Middle school and high school students are taught to never plagiarize. When you turn your paper in, it better be your work. My then tweenage son forgot the rules and got a big fat zero once.
Apparently Colorado GOP gubernatorial candidate Scott McInnis missed class that day. Or maybe he thinks politicians should be held to a lesser standard. He is being accused of virtually lifting word for word essays on water policy, speeches to Congress and various and sundry columns. He never attributed anything to the Washington Post or now-Colorado Supreme Court Justice Gregory Hobbs, who actually were the authors of his work. He even had the temerity to blame it on his researcher, Rolly Fischer. The Hasan Family Foundation, which paid him the handsome stipend of $300,000 for his "original" work on water issues, is demanding their money back, and the heat is on for McInnis to get out of the gubernatorial race.
When asked by Adam Schrager of 9News about the controversy, he said unapologetically, "voters don't really care about this issue. They care about jobs, getting back to work."
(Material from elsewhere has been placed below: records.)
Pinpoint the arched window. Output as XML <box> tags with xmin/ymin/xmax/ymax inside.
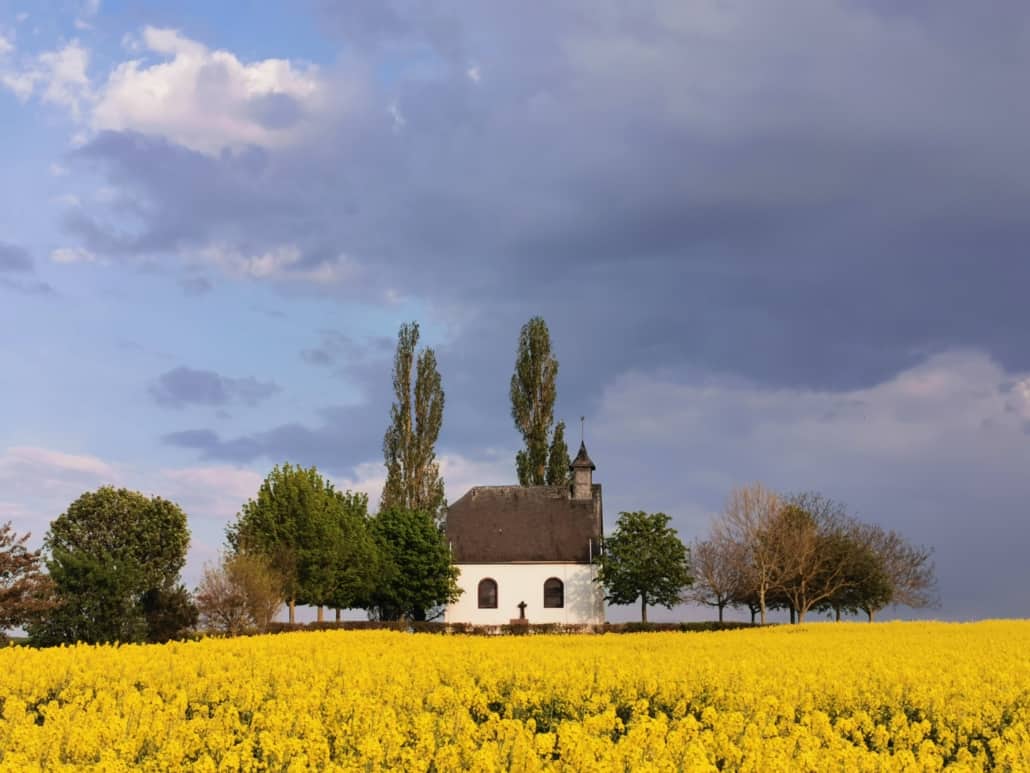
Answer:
<box><xmin>479</xmin><ymin>577</ymin><xmax>497</xmax><ymax>609</ymax></box>
<box><xmin>544</xmin><ymin>577</ymin><xmax>565</xmax><ymax>609</ymax></box>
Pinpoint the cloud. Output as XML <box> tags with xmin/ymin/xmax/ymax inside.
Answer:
<box><xmin>156</xmin><ymin>466</ymin><xmax>263</xmax><ymax>520</ymax></box>
<box><xmin>90</xmin><ymin>27</ymin><xmax>324</xmax><ymax>155</ymax></box>
<box><xmin>0</xmin><ymin>40</ymin><xmax>94</xmax><ymax>110</ymax></box>
<box><xmin>586</xmin><ymin>351</ymin><xmax>1030</xmax><ymax>618</ymax></box>
<box><xmin>301</xmin><ymin>330</ymin><xmax>394</xmax><ymax>374</ymax></box>
<box><xmin>38</xmin><ymin>40</ymin><xmax>93</xmax><ymax>119</ymax></box>
<box><xmin>46</xmin><ymin>0</ymin><xmax>1030</xmax><ymax>399</ymax></box>
<box><xmin>0</xmin><ymin>246</ymin><xmax>33</xmax><ymax>273</ymax></box>
<box><xmin>50</xmin><ymin>247</ymin><xmax>97</xmax><ymax>263</ymax></box>
<box><xmin>179</xmin><ymin>276</ymin><xmax>214</xmax><ymax>296</ymax></box>
<box><xmin>149</xmin><ymin>366</ymin><xmax>281</xmax><ymax>408</ymax></box>
<box><xmin>199</xmin><ymin>244</ymin><xmax>359</xmax><ymax>284</ymax></box>
<box><xmin>0</xmin><ymin>241</ymin><xmax>55</xmax><ymax>295</ymax></box>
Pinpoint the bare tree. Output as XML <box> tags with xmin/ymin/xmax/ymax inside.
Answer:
<box><xmin>195</xmin><ymin>553</ymin><xmax>283</xmax><ymax>636</ymax></box>
<box><xmin>767</xmin><ymin>493</ymin><xmax>853</xmax><ymax>623</ymax></box>
<box><xmin>685</xmin><ymin>537</ymin><xmax>746</xmax><ymax>623</ymax></box>
<box><xmin>859</xmin><ymin>527</ymin><xmax>938</xmax><ymax>623</ymax></box>
<box><xmin>713</xmin><ymin>483</ymin><xmax>782</xmax><ymax>625</ymax></box>
<box><xmin>0</xmin><ymin>520</ymin><xmax>55</xmax><ymax>641</ymax></box>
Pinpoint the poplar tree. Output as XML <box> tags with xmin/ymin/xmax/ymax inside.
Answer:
<box><xmin>511</xmin><ymin>316</ymin><xmax>569</xmax><ymax>485</ymax></box>
<box><xmin>379</xmin><ymin>322</ymin><xmax>444</xmax><ymax>515</ymax></box>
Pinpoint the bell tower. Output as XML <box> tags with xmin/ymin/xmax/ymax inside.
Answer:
<box><xmin>569</xmin><ymin>440</ymin><xmax>597</xmax><ymax>499</ymax></box>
Hello? Are you kidding me? Of course we care about jobs, but we also want our politicians to be honorable. Hearing our politicians lie and cheat is usually something that comes out after they are elected to office. Why would we put this guy in the state house when he already has this kind of baggage and bad judgement. His opponent Denver Mayor John Hickenlooper said the reports of plagiarism "create a cloud" over McInnis. That's a politically correct way of putting it. Talk about the understatement of the year. I really don't know much about McInnis as a public servant, and there are much bigger problems that we face than plagiarism, but at this point I think it would be difficult for him to have the kind of credibility and good sense Coloradans deserve from their governor. And you can quote me on that. Just put it in quotes.